QUARTERLY JOURNAL
OF
SCIENCE, LITERATURE, AND ART.
OCT.–DEC. 1827.
On the Means generally used with the Intention of curing a Stoop.[37] [◊]
WHEN the chest and the head fall forward, the most common method of trying to correct the stoop is to put on some instrument by which the shoulders and the head are held back. To operate upon the shoulders, the common back-collar is applied, and to hold back the head, a riband is brought over the forehead and fastened to the collar.
While these instruments are kept on, the figure looks straight, though stiff and constrained; but the moment they are taken off, both the head and the shoulders fall more forward, than before their application.

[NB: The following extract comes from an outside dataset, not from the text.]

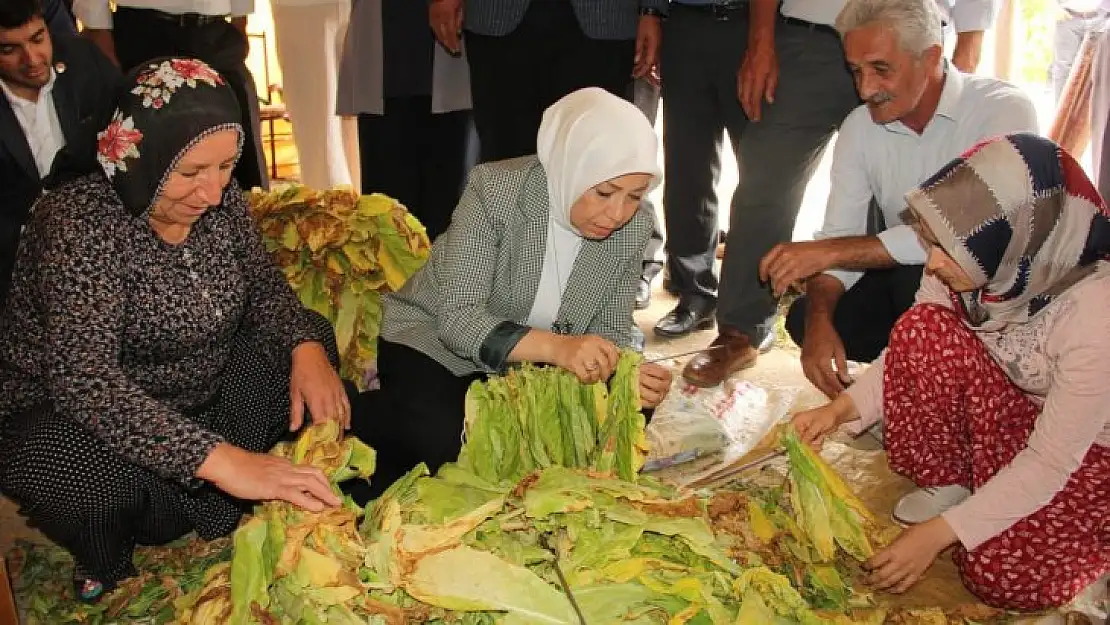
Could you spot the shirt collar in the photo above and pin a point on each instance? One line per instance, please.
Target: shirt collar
(19, 101)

Many examples of the bad effect of artificially supporting the head might be offered. The following, although observed in the figure of a horse, is very demonstrative. When the rein (called the bearing-rein), by which the head of a carriage-horse is reared up, with the intention of giving him a showy figure, is loosened, the head immediately falls forward, and the neck, instead of preserving the fine arch that is so much admired, droops between the shoulders. Looking to this effect, we should at first be inclined to condemn the practice followed by horse-dealers, of reining up the head of a young horse in the stable, by means of the apparatus called a dumb-jockey. But on examining into this mode of fixing the head, it will be found to operate on a different principle from the bearing-rein. Instead of a [p238] simple bit, such as the horse in harness can lean his head upon, without suffering pain, a bit, calculated to tease and fret, is put into the young horse’s mouth. To relieve himself from the irritation produced by this, and which is increased by the constant pull of the elastic piece of iron to which the rein is fastened, he curls up his neck, and thus brings all the muscles of the back of the neck into strong action, instead of allowing their power to be superseded by the artificial support afforded by the bearing-rein to the horse in harness[38].
Many different contrivances, but all acting nearly on the same principle as the bearing-rein, have been proposed as means for obliging a girl to keep her head erect.